Application of ultrafast spectroscopic techniques to single-molecule magnets

Abstract

The photochemical and photophysical properties of transition metal complexes are rich and varied due to the complex interplay between various electronic, vibrational and spin degrees of freedom. The intricate coupling between these leads to complicated dynamic behaviour from the moment of photoexcitation to the final electronic state or photochemical product. This leads to difficulty in tracking the photophysical processes that occur but it is also the source of many features which makes them suitable for light capture and conversion. In particular, the dynamics occurring at the earliest moments after light absorption can often dictate the final outcome of a light-induced process. In this thesis, a range of femtosecond absorption spectroscopies are used to study the electronic, nuclear and spin dynamics within transition metal complexes with a particular focus on single-molecule magnets. Single-molecule magnets are one of the smallest realisable units of magnetic recording media, and therefore combining these with excitation from femtosecond laser pulses could lead to ultrafast and ultradense data storage.
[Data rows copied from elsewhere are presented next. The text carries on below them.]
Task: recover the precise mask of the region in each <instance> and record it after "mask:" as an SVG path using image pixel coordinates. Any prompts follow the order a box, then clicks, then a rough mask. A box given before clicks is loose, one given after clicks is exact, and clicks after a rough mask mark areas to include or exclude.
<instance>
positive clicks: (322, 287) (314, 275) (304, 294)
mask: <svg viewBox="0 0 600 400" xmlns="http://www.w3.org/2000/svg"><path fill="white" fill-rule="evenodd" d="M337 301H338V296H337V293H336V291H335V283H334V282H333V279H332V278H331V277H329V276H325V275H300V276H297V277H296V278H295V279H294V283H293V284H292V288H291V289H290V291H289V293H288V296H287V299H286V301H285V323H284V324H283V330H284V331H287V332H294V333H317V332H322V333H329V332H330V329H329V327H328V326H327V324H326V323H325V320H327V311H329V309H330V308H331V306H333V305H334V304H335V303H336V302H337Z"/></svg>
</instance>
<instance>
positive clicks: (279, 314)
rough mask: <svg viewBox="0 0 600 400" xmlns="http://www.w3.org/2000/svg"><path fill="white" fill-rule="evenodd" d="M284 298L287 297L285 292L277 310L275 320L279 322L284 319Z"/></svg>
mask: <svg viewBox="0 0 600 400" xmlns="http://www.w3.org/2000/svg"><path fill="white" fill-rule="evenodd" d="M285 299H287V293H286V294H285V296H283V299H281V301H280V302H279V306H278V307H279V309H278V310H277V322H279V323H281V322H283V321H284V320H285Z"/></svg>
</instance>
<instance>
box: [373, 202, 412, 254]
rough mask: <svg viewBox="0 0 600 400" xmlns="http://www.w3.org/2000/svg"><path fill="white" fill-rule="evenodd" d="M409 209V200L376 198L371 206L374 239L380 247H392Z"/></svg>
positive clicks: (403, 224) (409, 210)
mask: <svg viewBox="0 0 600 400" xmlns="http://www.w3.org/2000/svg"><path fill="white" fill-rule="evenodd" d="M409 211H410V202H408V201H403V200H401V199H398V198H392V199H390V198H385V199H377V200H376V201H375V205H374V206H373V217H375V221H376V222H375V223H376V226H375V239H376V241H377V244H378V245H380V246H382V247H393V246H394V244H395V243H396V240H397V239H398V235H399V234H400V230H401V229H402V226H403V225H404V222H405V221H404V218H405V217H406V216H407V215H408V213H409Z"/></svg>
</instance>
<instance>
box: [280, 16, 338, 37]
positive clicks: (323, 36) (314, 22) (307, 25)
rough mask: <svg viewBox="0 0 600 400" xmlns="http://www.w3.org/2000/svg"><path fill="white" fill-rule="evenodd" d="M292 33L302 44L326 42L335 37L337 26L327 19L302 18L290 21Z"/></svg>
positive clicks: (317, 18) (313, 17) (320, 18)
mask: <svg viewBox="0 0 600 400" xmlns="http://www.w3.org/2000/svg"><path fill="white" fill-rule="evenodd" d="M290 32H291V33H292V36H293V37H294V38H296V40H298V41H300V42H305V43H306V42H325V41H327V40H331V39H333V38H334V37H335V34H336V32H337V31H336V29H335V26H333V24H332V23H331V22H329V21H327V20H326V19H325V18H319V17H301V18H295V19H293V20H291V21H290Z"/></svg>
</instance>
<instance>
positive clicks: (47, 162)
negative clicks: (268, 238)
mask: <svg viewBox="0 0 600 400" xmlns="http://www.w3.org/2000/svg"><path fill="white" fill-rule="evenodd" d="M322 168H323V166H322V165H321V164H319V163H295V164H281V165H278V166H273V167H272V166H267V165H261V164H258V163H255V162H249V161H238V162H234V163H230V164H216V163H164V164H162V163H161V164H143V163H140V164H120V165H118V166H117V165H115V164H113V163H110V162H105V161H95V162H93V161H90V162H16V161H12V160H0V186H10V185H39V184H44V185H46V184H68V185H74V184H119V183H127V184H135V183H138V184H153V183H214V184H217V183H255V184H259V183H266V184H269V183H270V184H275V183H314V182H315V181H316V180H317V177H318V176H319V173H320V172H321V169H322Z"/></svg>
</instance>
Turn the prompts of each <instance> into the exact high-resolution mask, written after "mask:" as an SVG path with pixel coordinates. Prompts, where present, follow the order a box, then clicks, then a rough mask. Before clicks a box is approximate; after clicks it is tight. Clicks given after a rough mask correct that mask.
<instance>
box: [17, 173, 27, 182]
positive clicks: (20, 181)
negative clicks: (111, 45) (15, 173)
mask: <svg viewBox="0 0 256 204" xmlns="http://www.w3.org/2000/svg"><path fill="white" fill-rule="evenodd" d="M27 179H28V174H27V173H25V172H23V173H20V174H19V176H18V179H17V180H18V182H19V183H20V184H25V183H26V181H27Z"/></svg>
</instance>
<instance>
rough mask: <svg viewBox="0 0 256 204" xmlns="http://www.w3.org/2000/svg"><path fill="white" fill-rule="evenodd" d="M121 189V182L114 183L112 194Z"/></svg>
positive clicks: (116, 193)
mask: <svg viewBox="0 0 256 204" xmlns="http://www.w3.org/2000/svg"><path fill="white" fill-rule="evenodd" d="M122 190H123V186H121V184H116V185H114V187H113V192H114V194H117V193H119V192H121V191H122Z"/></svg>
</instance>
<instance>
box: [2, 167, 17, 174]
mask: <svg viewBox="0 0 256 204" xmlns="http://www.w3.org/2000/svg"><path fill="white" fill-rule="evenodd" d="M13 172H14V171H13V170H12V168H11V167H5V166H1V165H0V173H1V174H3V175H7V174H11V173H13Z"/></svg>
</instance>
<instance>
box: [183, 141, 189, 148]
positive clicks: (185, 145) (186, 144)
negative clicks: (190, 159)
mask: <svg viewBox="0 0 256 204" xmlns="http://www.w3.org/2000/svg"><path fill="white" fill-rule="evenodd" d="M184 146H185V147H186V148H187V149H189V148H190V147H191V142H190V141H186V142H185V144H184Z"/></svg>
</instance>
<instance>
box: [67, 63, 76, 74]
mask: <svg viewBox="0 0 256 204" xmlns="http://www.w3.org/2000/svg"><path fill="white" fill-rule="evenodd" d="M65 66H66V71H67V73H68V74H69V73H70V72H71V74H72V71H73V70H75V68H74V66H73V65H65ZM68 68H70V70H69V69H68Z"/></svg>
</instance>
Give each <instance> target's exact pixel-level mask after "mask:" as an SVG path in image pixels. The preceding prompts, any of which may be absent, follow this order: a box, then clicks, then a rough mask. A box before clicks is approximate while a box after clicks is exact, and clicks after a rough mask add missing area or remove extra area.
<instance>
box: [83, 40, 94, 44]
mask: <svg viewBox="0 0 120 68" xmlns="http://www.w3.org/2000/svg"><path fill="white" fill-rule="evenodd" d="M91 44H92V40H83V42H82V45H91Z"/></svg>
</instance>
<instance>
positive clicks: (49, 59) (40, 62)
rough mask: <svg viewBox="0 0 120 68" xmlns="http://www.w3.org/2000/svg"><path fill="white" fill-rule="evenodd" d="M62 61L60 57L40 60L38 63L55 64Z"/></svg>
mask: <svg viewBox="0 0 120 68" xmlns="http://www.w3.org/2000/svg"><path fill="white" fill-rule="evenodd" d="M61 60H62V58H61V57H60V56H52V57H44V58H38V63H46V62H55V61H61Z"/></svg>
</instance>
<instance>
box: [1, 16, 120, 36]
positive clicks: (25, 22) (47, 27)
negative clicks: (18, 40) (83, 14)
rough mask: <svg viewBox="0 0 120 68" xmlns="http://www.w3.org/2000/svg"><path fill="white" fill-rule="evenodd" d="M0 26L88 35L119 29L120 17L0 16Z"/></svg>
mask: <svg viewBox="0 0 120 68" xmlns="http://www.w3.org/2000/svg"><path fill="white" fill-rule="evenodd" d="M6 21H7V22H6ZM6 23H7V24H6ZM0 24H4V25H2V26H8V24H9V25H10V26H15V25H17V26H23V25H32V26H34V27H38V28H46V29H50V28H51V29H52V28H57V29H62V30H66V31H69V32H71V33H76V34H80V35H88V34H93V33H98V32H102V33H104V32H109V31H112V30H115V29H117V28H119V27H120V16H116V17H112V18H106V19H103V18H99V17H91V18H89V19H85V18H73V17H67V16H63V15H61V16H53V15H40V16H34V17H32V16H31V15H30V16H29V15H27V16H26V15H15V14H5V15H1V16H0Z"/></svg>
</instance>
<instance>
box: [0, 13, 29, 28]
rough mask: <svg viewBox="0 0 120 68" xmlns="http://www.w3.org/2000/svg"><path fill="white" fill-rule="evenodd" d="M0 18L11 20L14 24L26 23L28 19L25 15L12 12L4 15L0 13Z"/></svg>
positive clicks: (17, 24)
Manganese(III)-based single-molecule magnets were studied as their magnetic properties are strongly coupled to the complex’s nuclear structure. Optical transient absorption was used to track coherent vibrational dynamics in manganese(III) complexes. The vibrational motion could be observed as oscillations in light absorption after photoexcitation as a result of a switch in the Jahn-Teller distortion. Three complexes of the form [Mn(2,2’;6’,2”-terpyridine)X₃] where X = fluoride, chloride, and azide were studied. Upon photoexcitation of a metal-centred transition, a vibrational wavepacket is formed corresponding to a Jahn-Teller pincer-like motion of the terpyridine ligand. The vibrational dephasing times decrease from 620 to 370 fs as the number of vibrational modes with frequencies below the pincer mode increases, suggesting that low-frequency modes are an effective bath to dissipate excess energy.

Despite the utility of optical transient absorption and its ability to identify normal modes that are activated upon excitation, this technique does not provide the direction or magnitude of the change in nuclear coordinates. Therefore, K-edge X-ray transient absorption spectroscopy was performed to study the single-molecule magnet [Mn(III)₃O(Et sao)₃(β pic)₃(ClO₄)], where saoH₂ and β-pic are salicylaldoxime and 3-methylpyridine, respectively. K-edge X-ray spectroscopy is particularly use- 1 ful, as it is an element-specific technique and carries more structural information than optical spectroscopies. These measurements were carried out at the Spring-8 Angstrom Compact Free-Electron Laser (SACLA). Coherent vibrational motion of a Jahn-Teller mode was observed with a frequency of 180 cm⁻¹ in agreement with the previous optical studies. The K-edge X-ray spectra were simulated at different geometries along this Jahn-Teller mode. Good agreement between the calculated and experimental spectrum was found for bond length changes of only 0.01 ˚A. This shows the potential capabilities of X-ray absorption to track nuclear motion in large transition metal complexes, perfect for the emerging area of ultrafast molecular magnetism.

Ruthenium(II) polypyridyl complexes display a variety of light-induced functions, ranging from luminescence to photochemical ligand loss. It is well-known that triplet metal-centred states act to quench emission but promote photochemistry. Despite the importance of triplet metal-centred states in these excited state processes, detecting and following the dynamics that occur within these remains a challenge because of their short lifetimes. If the polypyridyl ligands are replaced with triazolyl ligands, this results in a destabilisation of the luminescent metal-toligand charge transfer state, which leads to the metal-centred state being the lowest energy excited state. Using femtosecond optical transient absorption, it is shown that triplet metal-centred states are populated within 100 fs, which launches a vibrational wavepacket. This vibrational coherence arises from a Jahn-Teller normal mode that is activated upon population of one of the e*ᶢ orbitals, similar to manganese( III) complexes. This coherent vibrational motion provides a clear signature of the triplet metal-centred states. In addition, small modifications to the ligand framework have a significant effect on the observed wavepacket dynamics, which suggests that synthetic control of coherent nuclear dynamics could be achieved. In addition to tracking nuclear motion in single-molecule magnets, it is important to be able to measure spin dynamics to gain insight into changes in the magnetisation. Recently, a broadband time-resolved magnetic circular dichroism setup was developed within the lab. Magnetic circular dichroism describes the differential absorption of left and right circularly polarised light under the application of a magnetic field. Zinc(II) tetraphenylporphyrin has been studied as its static magnetic circular dichroism spectrum and photoinduced dynamics are well understood. After excitation of the porphyrin B-band, there is a fast decay to the lowest excited singlet state, which shows an excited state magnetic circular dichroism spectrum. This is one of the first examples of a femtosecond magnetic circular dichroism spectrum of a molecule and opens up the possibility of studying femtosecond spin dynamics in a range of different systems.